In Konstanz entstand in der Folge eine wichtige feste Anlage: die Konstanzer Rheinmühle am Ausfluss des Bodensee-Obersees (Bild 2). Sie wurde dort 1427 in die Rheinbrücke eingebaut (Grim 1995). Später wurde sie infolge von Alterserscheinungen, Bränden und kriegerischen Einwirkungen mehrfach erneuert. Um 1540 bestand sie aus zwei Häusern mit 4 Wasserrädern. Ihre Kraft wurde durch einen kleinen Aufstau des Sees mittels Einbauten zwischen den Brückenpfeilern erhöht. Bei Nieder- und Hochwasser musste ihr Betrieb aber eingestellt werden. Eine Modernisierung 1793 erlaubte dann ein Heben und Senken der Wasserräder um 2 m und damit eine bessere Anpassung an die schwankenden Wasserstände. Gleichzeitig erfuhr die Rheinmühle eine Ausweitung auf ein kleines Kraftwerk: Die Getreidemühle erhielt 13 Mahlgänge, von denen jeder durch ein Wasserrad angetrieben wurde; dazu kamen noch besondere Wasserräder für ein Säge-, ein Schleif- und ein Walkwerk. Die Brücke übernahm teilweise die Aufgabe eines Wehrs mit Holztafeln, die den See aufstauten und die Beschickung der Wasserräder regulierten. Dieser Aufstau gab aber mehrfach Anlass zu Auseinandersetzungen mit den Seeanliegern. Als die Konstanzer Rheinmühle 1856 bis auf den Grund abbrannte, stellten sich die Bodensee-Uferstaaten vehement gegen einen Neubau. Aufgrund einer entsprechenden Vereinbarung wurde die vollständige Freihaltung des Seeausflusses besiegelt und Konstanz für das aufgehobene Wasserrecht entschädigt.


Bild 1: Heutiges Längsprofil des Hochrheins mit den Zuflüssen und elf Kraftwerkstufen.

Besonders günstige Bedingungen für die Wasserkraftnutzung in Schaffhausen

Neben Konstanz besaßen natürlich auch die anderen Städte am Hochrhein ihre Rheinmühlen. Besonders günstige Bedingungen für die Wasserkraftnutzung fanden sich längs den Stromschnellen von Schaffhausen, den sogenannten Lächen. Dort arbeiteten schon ab dem Mittelalter einige am Ufer angeordnete Mühlen. So zeigt ein Prospekt von 1644 einen langen und zwei kurze Uferkanäle mit insgesamt 18 unterschlächtigen Wasserrädern. Dann kamen anfangs des 19. Jahrhunderts die Turbinen auf, die eine noch weitergehende Nutzung der Strömung erlaubten. 1831 und 1850/51 erstellten Industrielle damit zwei in Ufernähe stehende Kleinkraftwerke.
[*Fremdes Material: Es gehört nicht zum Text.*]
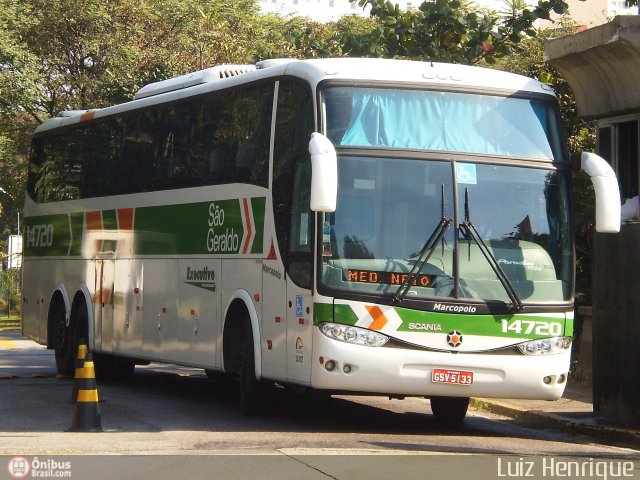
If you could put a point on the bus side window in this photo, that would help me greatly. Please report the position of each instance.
(138, 152)
(292, 180)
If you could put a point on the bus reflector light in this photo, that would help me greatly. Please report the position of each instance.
(545, 346)
(353, 335)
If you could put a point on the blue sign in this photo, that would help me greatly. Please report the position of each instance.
(466, 173)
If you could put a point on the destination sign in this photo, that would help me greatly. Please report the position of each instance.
(391, 278)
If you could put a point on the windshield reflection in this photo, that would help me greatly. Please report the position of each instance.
(388, 208)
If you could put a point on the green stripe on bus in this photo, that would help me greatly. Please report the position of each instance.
(216, 228)
(530, 326)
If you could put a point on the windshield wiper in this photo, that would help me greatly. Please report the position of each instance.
(425, 253)
(472, 233)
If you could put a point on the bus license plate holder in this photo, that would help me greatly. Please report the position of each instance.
(453, 377)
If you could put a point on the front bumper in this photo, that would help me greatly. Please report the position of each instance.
(397, 371)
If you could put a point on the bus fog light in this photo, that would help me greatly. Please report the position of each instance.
(353, 335)
(545, 346)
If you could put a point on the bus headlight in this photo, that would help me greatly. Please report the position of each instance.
(354, 335)
(545, 346)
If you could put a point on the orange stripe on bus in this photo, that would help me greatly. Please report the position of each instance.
(379, 320)
(125, 219)
(247, 216)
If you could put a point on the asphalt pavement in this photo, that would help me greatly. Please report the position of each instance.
(572, 413)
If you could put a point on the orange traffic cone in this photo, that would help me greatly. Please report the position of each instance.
(82, 353)
(87, 415)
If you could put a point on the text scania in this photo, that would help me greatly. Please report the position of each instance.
(441, 307)
(219, 238)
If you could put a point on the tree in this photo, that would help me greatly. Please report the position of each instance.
(449, 30)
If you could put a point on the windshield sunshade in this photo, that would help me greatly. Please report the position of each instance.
(442, 121)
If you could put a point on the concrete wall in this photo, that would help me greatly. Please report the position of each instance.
(616, 326)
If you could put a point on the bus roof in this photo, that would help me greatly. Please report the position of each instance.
(314, 71)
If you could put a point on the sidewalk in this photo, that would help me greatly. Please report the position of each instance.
(572, 413)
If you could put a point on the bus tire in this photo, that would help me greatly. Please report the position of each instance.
(449, 409)
(251, 391)
(63, 346)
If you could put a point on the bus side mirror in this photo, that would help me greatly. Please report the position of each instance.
(324, 174)
(605, 184)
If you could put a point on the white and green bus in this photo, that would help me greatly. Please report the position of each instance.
(348, 225)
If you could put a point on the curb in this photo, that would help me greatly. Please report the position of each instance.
(542, 419)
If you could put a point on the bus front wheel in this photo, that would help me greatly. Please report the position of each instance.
(63, 341)
(449, 409)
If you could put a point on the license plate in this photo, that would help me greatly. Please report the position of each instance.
(456, 377)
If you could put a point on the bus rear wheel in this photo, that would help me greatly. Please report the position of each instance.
(449, 409)
(63, 342)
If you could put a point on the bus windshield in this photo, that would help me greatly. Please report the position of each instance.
(389, 207)
(453, 122)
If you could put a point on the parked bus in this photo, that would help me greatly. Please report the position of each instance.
(349, 225)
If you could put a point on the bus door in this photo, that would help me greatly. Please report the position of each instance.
(274, 317)
(103, 273)
(127, 307)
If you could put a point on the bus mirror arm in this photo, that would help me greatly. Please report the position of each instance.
(605, 185)
(324, 174)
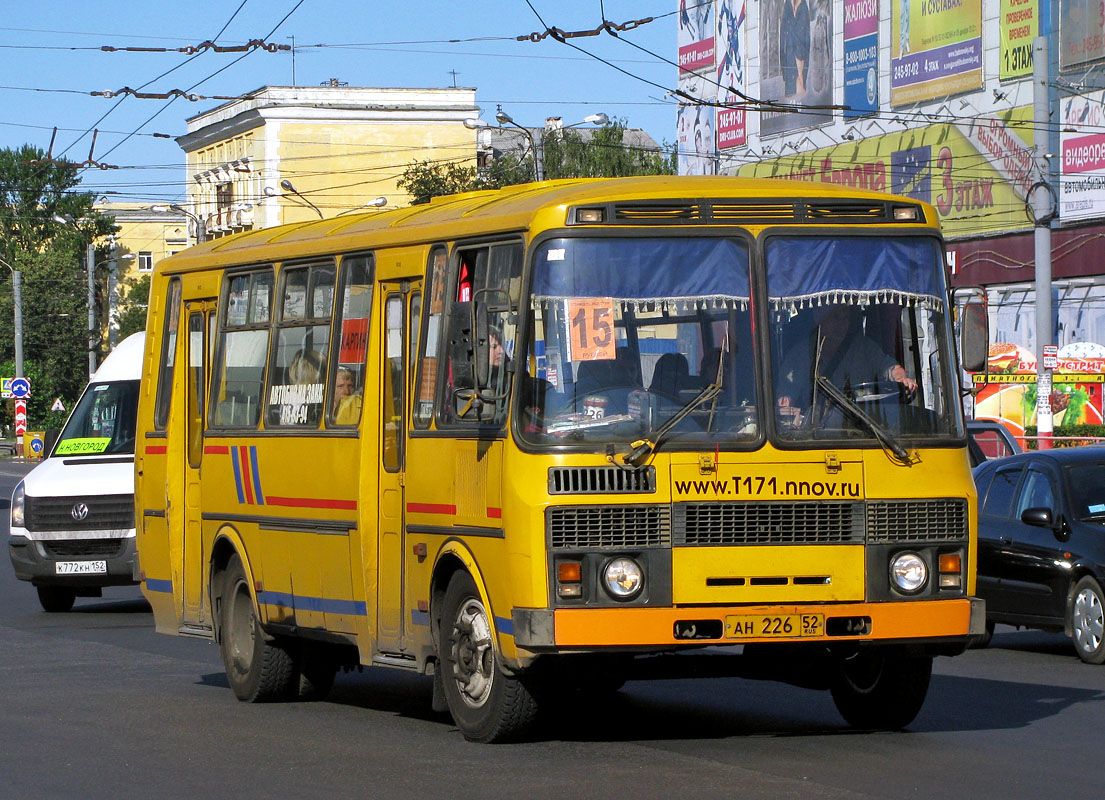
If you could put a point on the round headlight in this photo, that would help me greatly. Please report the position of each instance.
(908, 572)
(623, 578)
1864 bis 1866 wurde schließlich fast der ganze Bereich der Lächen vom ersten eigentlichen Hochrheinkraftwerk in Beschlag genommen (Bild 3). Dieses bestand aus vier Elementen: einem den ganzen Fluss querenden Damm (Moserdamm), einem am linken Ufer stehenden Maschinenhaus, einem im Rheinbett ausgesprengten, gedeckten Unterwasserkanal und einer fast 500 m langen Seiltransmission. Letztere war nötig, um die von zwei Turbinen gelieferten 400 kW zu den am rechten Ufer entstehenden Fabriken zu übertragen. Eine dritte Turbine von 150 kW Leistung gab ihre Energie mittels einer 120 m langen Transmissionswelle an eine linksufrige Fabrik ab. Man befand sich eben noch im Zeitalter des Direktantriebs von Industrie und Gewerbe und kannte die entsprechenden Möglichkeiten der Elektrizität nicht. Dieser neue Energieträger setzte sich erst ab 1882 durch, als im erwähnten Maschinenhaus eine kleine Dynamomaschine installiert wurde. Infolge des wachsenden Energiebedarfs wurde die Kraftwerksanlage 1890/91 durch ein zweites Maschinenhaus ergänzt. Von den 5 neuen Turbinen mit je 220 kW dienten bereits 2 Maschinen der elektrischen Kraftübertragung durch Gleichstrom. Die andern trieben Seiltransmissionen an, die erst 1900 nach der vollständigen Elektrifizierung beider Maschinenhäuser abgebrochen wurden (Niederhauser 1983).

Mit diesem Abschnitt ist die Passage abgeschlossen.